Home warranties serve as a crucial safeguard, offering homeowners peace of mind by providing coverage for the repair or replacement of structural defects in the ready-to-occupy flats or properties they have purchased. Understanding the ins and outs of home warranties is essential for protecting your investment and avoiding potential financial burdens. A home warranty is a service contract that covers structural defects, meaning issues in a building where the structure doesn’t work as intended by the homeowner. These problems often occur due to design flaws, subpar materials, or construction mistakes. Poor-quality materials can lead to leaks, and faulty construction may cause foundation cracks, plumbing troubles, and electrical or mechanical issues.
RERA’s (Real Estate Regulation and Development) home warranty provision covers these concerns. Clause 14(3) of the Real Estate Act has extended the warranty period to 5 years from the date of possession. Furthermore, it mandates that any issues must be resolved within 30 days of being brought to the developer’s attention. This provision can be seen as a customer-friendly aspect of the law. Additionally, to ensure a seamless process, the developer closely monitors subcontractors to prevent potential difficulties in the future, which ensures the quality of the property. While a home insurance policy typically covers damages caused by unforeseen events like fire or natural disasters, a home warranty is designed to address the wear and tear issues that inevitably arise over time.

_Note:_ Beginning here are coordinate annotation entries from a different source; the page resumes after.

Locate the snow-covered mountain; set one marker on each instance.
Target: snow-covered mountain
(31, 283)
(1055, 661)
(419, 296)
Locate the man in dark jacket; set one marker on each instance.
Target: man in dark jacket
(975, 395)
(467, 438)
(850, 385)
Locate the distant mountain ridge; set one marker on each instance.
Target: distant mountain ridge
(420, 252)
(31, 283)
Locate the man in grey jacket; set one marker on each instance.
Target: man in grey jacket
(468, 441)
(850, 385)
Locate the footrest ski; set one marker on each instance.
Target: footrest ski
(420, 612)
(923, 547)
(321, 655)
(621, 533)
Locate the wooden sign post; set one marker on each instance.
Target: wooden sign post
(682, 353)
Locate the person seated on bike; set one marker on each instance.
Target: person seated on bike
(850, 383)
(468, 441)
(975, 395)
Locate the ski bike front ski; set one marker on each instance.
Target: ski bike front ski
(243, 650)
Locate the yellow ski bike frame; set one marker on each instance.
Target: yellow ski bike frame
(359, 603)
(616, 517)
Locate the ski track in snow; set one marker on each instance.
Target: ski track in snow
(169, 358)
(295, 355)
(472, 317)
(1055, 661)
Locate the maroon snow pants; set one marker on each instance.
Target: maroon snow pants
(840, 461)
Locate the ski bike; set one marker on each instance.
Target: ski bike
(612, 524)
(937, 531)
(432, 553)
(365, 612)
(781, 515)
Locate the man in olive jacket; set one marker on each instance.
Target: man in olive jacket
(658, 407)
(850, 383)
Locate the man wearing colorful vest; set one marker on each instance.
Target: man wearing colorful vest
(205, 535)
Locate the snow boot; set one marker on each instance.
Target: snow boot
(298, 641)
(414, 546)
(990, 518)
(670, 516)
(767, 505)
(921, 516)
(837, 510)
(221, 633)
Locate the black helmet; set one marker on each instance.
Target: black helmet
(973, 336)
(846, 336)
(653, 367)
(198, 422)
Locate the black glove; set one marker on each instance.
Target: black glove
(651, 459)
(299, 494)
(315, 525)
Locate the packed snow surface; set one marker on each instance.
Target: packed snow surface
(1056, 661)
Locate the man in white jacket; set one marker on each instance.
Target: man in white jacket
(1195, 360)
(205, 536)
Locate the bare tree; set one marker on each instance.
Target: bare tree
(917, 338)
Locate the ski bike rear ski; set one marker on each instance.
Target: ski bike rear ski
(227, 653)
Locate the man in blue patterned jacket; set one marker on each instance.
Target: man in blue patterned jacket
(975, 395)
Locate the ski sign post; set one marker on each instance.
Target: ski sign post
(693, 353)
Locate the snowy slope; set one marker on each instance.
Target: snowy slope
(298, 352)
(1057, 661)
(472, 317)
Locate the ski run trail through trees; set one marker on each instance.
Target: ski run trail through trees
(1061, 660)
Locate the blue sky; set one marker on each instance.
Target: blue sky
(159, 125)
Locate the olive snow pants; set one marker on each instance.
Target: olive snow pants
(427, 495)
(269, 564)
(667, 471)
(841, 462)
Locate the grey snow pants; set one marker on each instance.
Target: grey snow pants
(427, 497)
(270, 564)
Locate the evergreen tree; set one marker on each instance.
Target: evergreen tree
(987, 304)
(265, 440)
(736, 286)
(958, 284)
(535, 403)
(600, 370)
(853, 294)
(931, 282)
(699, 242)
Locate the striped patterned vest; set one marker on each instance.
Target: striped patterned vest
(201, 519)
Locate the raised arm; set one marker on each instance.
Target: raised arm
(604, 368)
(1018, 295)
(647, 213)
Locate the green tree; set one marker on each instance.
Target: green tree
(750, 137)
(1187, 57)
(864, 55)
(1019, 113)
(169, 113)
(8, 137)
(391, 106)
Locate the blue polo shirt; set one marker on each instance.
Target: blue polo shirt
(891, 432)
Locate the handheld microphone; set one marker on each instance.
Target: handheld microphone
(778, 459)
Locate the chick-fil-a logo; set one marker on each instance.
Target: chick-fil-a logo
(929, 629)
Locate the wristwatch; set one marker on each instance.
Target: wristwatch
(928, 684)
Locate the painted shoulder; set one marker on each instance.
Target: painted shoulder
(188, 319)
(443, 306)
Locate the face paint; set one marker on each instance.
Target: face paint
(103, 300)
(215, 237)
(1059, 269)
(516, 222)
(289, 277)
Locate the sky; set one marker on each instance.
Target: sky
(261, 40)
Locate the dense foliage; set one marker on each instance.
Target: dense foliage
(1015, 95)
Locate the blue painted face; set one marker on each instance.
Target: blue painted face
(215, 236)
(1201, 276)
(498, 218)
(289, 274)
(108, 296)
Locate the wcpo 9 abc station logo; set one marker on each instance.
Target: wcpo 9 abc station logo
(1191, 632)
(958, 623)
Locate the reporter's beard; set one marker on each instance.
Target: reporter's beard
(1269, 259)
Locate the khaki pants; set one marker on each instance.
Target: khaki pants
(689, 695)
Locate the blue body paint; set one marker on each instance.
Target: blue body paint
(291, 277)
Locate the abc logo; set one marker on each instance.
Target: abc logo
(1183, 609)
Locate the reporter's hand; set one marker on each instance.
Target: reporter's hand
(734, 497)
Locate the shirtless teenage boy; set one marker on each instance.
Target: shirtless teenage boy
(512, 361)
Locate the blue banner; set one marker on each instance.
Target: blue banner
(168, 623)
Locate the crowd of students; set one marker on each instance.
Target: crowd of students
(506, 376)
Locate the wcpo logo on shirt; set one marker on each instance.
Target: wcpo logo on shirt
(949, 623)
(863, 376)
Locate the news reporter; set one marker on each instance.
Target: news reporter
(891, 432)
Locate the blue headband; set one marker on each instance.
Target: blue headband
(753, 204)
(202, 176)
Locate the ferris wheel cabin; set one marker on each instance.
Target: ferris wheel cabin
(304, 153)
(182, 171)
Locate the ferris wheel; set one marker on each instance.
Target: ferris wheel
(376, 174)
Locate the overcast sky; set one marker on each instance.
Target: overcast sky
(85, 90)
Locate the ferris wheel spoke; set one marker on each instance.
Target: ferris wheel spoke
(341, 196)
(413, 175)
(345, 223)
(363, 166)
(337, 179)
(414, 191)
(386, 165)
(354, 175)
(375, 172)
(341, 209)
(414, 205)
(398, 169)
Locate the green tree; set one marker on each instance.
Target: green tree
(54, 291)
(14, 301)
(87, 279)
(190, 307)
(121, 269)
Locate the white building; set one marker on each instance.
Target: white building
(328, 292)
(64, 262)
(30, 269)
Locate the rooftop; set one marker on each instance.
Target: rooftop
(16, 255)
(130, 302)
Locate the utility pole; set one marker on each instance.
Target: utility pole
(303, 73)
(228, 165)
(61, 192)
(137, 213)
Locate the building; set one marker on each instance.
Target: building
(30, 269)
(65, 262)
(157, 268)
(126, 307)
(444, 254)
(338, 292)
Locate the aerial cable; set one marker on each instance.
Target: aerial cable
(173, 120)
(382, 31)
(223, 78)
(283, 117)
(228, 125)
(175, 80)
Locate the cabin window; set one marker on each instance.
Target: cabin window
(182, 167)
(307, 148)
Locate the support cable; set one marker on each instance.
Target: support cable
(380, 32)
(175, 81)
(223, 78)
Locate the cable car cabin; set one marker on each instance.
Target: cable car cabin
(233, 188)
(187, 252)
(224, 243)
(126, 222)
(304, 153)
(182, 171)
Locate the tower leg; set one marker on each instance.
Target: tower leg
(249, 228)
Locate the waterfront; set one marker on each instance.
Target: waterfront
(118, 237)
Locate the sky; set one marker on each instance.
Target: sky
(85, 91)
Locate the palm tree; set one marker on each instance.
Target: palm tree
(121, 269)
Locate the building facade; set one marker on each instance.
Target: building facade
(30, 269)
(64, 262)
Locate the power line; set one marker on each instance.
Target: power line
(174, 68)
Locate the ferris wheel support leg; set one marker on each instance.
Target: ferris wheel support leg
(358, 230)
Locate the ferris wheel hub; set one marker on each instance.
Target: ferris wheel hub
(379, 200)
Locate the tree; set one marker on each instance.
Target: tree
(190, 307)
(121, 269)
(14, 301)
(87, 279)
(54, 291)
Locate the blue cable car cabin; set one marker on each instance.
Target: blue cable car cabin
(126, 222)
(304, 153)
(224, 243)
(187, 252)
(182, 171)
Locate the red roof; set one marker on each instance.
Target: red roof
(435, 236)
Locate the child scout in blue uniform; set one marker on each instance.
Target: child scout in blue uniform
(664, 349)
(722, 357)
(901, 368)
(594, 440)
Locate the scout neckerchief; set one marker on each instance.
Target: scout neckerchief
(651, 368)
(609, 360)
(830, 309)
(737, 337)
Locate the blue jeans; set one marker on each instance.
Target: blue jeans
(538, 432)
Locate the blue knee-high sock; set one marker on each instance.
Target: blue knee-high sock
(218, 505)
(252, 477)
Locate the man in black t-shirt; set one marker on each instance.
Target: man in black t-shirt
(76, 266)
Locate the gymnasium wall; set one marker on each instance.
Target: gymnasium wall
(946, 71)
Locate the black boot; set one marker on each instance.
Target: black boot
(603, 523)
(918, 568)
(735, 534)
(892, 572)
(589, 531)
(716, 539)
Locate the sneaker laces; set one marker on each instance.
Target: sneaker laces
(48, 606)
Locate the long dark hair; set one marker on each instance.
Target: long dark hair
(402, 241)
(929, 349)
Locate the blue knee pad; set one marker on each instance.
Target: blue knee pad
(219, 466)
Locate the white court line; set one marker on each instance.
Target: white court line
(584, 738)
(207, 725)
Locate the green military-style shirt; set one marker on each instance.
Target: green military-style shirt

Exercising caution regarding the warranty, its coverage, service network, and claim process when purchasing a ready-to-occupy flat offers numerous advantages. It brings peace of mind through a straightforward process and cost-effective repairs, and the fact that this warranty can also be transferred to the new owner adds an advantage. From a developer’s standpoint, this law improves construction quality, contributing to higher construction costs and subsequently increasing property values.